Ó não, o Zangado escreveu outro texto longo sobre o dia da Mãe

Breve reflexão num longo texto sobre as mães da minha vida. Feliz dia da Mãe, minhas riquezinhas.

Uma vez, irrompi pelo pipi de minha santa mãe. Foi no corredor do S. João. Trabalhou toda a manhã, tendo posto – vá – uma toalha p’ás águas esperarem.

Quais epidurais.
Estes 3 kilos de orgulho saíram cá para fora graças à parteira atenta que deitou mala e casaco e tudo ao chão e trouxe, mal sabia ela, um homem zangado ao mundo.
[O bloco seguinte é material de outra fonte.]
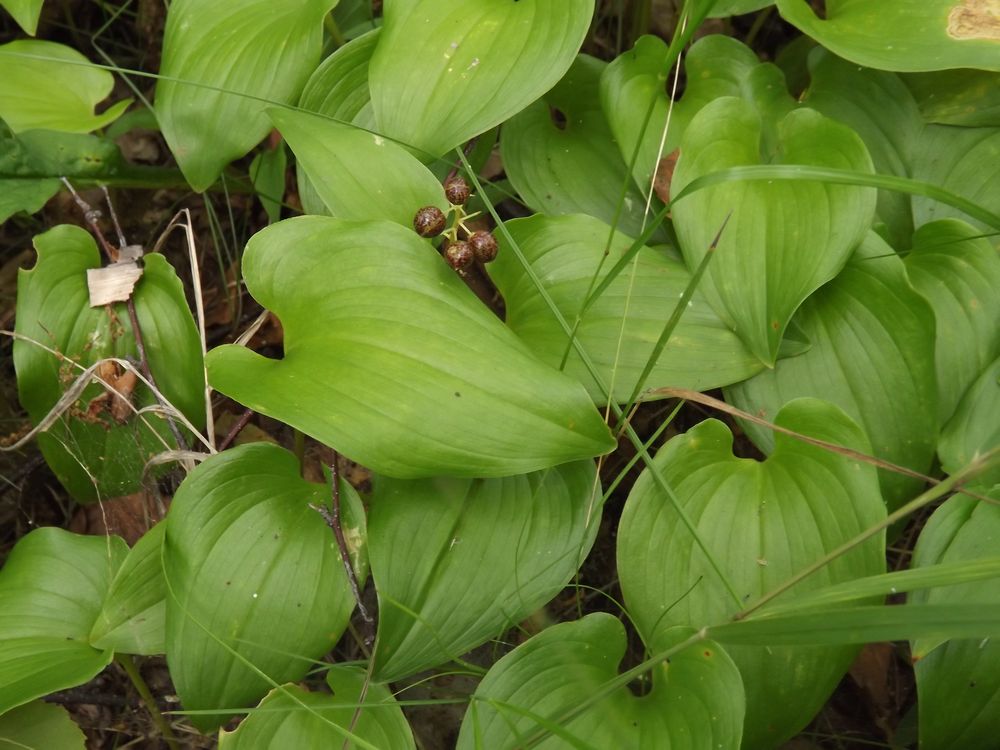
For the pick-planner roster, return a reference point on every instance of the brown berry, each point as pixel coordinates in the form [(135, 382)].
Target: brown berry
[(484, 245), (429, 221), (459, 255), (456, 190)]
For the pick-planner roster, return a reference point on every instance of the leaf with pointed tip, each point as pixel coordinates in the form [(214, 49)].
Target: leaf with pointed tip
[(45, 85), (223, 65), (903, 35), (696, 699), (51, 590), (443, 73), (958, 272), (872, 355), (565, 252), (255, 583), (358, 175), (762, 523), (390, 359), (784, 239), (368, 711), (458, 561)]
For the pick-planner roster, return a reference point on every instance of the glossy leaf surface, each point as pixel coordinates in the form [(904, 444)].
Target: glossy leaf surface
[(443, 73), (565, 252), (761, 522), (872, 355), (374, 350), (223, 64), (784, 239), (255, 583), (457, 561), (51, 590), (696, 699)]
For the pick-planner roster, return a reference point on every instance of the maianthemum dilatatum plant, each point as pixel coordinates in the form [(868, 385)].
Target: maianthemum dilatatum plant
[(825, 252)]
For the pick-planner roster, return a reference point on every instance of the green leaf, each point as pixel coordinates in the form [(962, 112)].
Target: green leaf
[(223, 65), (762, 522), (696, 699), (131, 620), (282, 721), (358, 175), (256, 590), (25, 12), (93, 455), (51, 590), (904, 35), (561, 158), (965, 161), (879, 108), (458, 561), (443, 73), (974, 428), (872, 355), (393, 361), (40, 726), (565, 252), (52, 86), (958, 272)]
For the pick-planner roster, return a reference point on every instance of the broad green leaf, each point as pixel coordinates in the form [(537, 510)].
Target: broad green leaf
[(565, 252), (40, 726), (458, 561), (784, 239), (92, 453), (696, 700), (131, 620), (52, 86), (25, 12), (561, 158), (51, 590), (761, 522), (444, 72), (957, 97), (223, 65), (358, 175), (255, 583), (280, 720), (958, 272), (872, 355), (959, 682), (391, 359), (903, 35), (965, 161), (879, 108), (974, 428)]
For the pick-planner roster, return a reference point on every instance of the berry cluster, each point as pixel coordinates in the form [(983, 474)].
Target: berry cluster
[(431, 221)]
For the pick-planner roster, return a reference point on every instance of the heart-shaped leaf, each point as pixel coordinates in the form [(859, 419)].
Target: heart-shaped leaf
[(561, 158), (223, 64), (696, 700), (368, 711), (52, 86), (905, 35), (255, 583), (457, 561), (761, 523), (784, 239), (443, 73), (958, 272), (51, 590), (356, 174), (565, 252), (92, 453), (868, 310), (393, 361)]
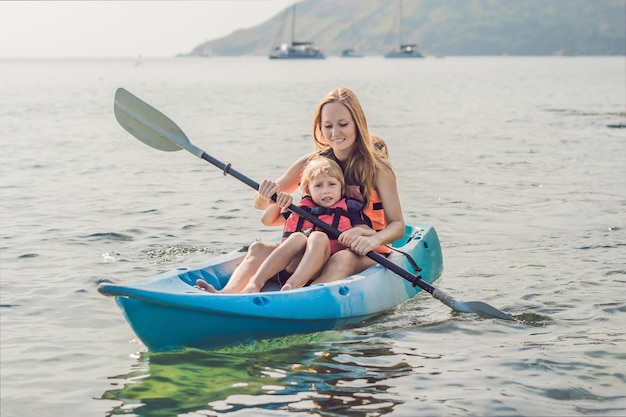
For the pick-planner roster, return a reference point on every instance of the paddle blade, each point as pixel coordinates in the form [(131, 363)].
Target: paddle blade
[(475, 307), (147, 123), (482, 309)]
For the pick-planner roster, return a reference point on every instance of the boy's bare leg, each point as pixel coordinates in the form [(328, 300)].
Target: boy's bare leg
[(278, 260), (315, 256), (257, 253)]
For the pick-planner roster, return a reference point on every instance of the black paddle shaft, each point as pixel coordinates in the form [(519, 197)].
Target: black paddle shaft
[(416, 280)]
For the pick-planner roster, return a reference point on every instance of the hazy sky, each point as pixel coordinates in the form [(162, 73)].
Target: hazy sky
[(123, 28)]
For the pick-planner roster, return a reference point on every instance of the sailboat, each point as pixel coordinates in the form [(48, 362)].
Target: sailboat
[(406, 50), (296, 50)]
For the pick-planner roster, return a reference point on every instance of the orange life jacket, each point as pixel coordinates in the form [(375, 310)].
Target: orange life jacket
[(373, 214), (335, 215)]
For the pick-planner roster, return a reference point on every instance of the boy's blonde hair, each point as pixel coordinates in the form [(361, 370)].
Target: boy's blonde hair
[(321, 165)]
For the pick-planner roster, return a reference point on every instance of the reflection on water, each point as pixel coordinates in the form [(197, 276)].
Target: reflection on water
[(292, 374)]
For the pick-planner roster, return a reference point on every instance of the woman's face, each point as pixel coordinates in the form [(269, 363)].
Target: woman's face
[(338, 128)]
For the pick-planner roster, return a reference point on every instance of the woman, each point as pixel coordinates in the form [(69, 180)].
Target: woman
[(340, 133)]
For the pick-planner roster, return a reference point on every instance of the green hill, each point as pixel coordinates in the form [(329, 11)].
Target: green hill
[(440, 27)]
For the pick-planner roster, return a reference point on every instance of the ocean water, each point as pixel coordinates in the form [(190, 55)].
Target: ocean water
[(518, 162)]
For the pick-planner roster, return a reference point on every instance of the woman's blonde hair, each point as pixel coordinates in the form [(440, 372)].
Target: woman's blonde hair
[(360, 167), (320, 165)]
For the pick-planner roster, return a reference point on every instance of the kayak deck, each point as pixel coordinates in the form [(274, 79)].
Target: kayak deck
[(166, 311)]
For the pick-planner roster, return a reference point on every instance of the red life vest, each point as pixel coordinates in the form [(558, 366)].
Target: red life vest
[(335, 215)]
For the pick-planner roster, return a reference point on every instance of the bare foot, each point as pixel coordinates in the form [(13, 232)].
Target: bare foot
[(205, 286), (250, 289)]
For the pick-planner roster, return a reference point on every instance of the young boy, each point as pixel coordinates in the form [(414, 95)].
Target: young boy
[(322, 188)]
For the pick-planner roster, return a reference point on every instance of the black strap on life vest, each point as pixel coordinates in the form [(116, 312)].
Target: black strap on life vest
[(336, 212)]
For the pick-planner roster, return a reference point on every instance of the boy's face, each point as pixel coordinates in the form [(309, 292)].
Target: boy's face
[(324, 190)]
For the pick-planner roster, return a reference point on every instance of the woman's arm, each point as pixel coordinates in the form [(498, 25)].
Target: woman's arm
[(362, 240), (273, 215), (288, 182)]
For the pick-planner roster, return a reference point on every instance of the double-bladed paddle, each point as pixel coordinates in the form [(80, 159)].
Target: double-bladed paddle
[(158, 131)]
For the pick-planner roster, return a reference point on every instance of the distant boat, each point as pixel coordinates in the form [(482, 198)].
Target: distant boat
[(406, 50), (296, 50), (349, 53)]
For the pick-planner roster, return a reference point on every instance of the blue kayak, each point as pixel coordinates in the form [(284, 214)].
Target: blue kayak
[(166, 312)]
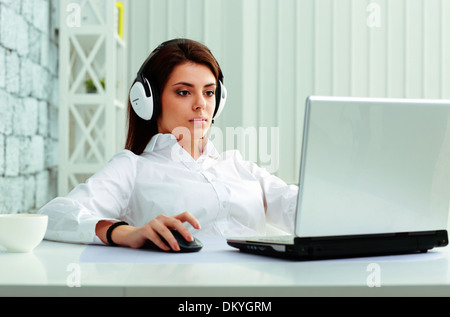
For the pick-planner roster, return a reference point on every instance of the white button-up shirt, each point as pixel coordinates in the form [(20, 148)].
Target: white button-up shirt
[(227, 195)]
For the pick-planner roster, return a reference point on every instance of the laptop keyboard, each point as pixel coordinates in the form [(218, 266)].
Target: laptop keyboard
[(287, 239)]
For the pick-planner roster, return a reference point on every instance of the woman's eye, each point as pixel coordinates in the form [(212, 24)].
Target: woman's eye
[(183, 92)]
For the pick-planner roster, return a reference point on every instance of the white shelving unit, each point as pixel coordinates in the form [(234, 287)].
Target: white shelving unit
[(92, 53)]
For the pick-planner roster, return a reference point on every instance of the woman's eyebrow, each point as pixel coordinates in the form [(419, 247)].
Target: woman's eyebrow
[(182, 83)]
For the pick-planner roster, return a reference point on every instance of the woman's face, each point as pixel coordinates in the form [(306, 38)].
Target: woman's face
[(188, 101)]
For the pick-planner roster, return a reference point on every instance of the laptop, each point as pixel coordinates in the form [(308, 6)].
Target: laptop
[(374, 180)]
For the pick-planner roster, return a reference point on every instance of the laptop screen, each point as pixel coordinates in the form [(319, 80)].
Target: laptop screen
[(374, 166)]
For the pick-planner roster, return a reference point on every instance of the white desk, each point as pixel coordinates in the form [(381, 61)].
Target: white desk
[(104, 271)]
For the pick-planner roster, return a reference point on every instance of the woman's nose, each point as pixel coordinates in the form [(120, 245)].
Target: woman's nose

Sim, é verdade, isto é para agradecer à senhora minha mãe que pegou pelos colarinhos um velho que me disse coisas estranhas e o ia metendo contentor do lixo dentro. Nunca mais foi visto pelo bairro.

Jamais tive uma nódoa na bata exemplarmente passada-a-ferro pendurada na porta da cozinha todas as manhãs.

Mijou uma pedra-dos-rins. Trabalhou, por duas vezes, até ao enfarte. Teve cancro.

Está absolutamente rija, até demasiado sensualona para a idade dela, e manja de youtube e facebook como os mais talentosos profissionais da área.

É uma anónima seguidora deste espaço.
“ai ó filho eu só meto um gosto no que gosto e no que percebo!!”.

Por isso comprova, diariamente, que o filho faz o mesmo que fazia com sete ou oito anos. “Revistas. Ele gosta de escrever revistas!”.

Que, apesar de não ser doutor e ter um bêéme, faz o que gosta e ainda por cima alegra/deprime o dia às pessoas; o seu, como sabes, maior talento.

Bom, eu daqui a um bocado já lhe vou dar uma beijoca e comer um lanche que ela fez digno do mais real conde. Porque sim, para além de tudo isto, cozinha divinamente.

E por isso, ao acreditar no que Freud diz, a fasquia para a minha pessoa encontrar o amor era altíssima.

A verdade é que a outra mãe na minha vida chegou, viu e venceu.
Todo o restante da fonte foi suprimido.